All’interno del suo impegno di servizio umanitario in Camerun iniziato nel 1990, nel corso di questo 2018, l’associazione Incontro fra i Popoli è impegnata, assieme alla Diocesi di Ngaoundéré (Regione Adamaoua), a realizzare un progetto di potenziamento dell’opera sociale della Commissione “Giustizia e Pace” della suddetta Diocesi.
Il supporto finanziario, a fronte di una spesa complessiva di 85.000 €, viene dalla Regione Veneto, da persone di buona volontà e da altri enti privati e pubblici, fra cui le Università di Padova e Ca’ Foscari di Venezia, i Comuni di Padova e di Loria, una parrocchia, quattro imprese, un gruppo Alpini e un gruppo sportivo.
Nel febbraio scorso Leopoldo Rebellato, presidente di Incontro fra i Popoli, ha realizzato in Camerun un seminario formativo per ventidue dirigenti dei Comitati territoriali di “Giustizia e Pace”. Quattro giorni di nuovi input cognitivi, nonché di scambio di idee e buone pratiche.

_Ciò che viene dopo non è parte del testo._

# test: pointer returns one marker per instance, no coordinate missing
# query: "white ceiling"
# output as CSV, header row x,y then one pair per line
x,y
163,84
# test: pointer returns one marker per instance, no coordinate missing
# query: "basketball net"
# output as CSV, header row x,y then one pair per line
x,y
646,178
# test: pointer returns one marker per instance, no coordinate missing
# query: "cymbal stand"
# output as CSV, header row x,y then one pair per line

I limiti culturali locali evidenziati dai partecipanti sui quali si troveranno impegnati per superarli, sono:
– il conservatorismo dei genitori e delle élites (gerontocrazia) che considera i figli proprietà ed oggetto dei genitori (rifiuto della cultura occidentale, …);
– la sotto scolarizzazione;
– la discriminazione di genere (non scolarizzazione e matrimoni precoci per le figlie, …);
– l’etnocentrismo e quindi la difficoltà di contaminazione culturale fra etnie conviventi;
– il disorientamento degli adolescenti al contatto con il nuovo mondo che pian piano entra e facilità di loro cadute nelle trappole dello sfruttamento (commercianti, insegnanti, forze dell’ordine, …).
I ventidue operatori sociali sono ora forniti di un opuscolo elettronico specifico sui diritti dei bambini e sono uniti in un gruppo whatsapp che permette scambio di idee e di buone pratiche in modo continuo.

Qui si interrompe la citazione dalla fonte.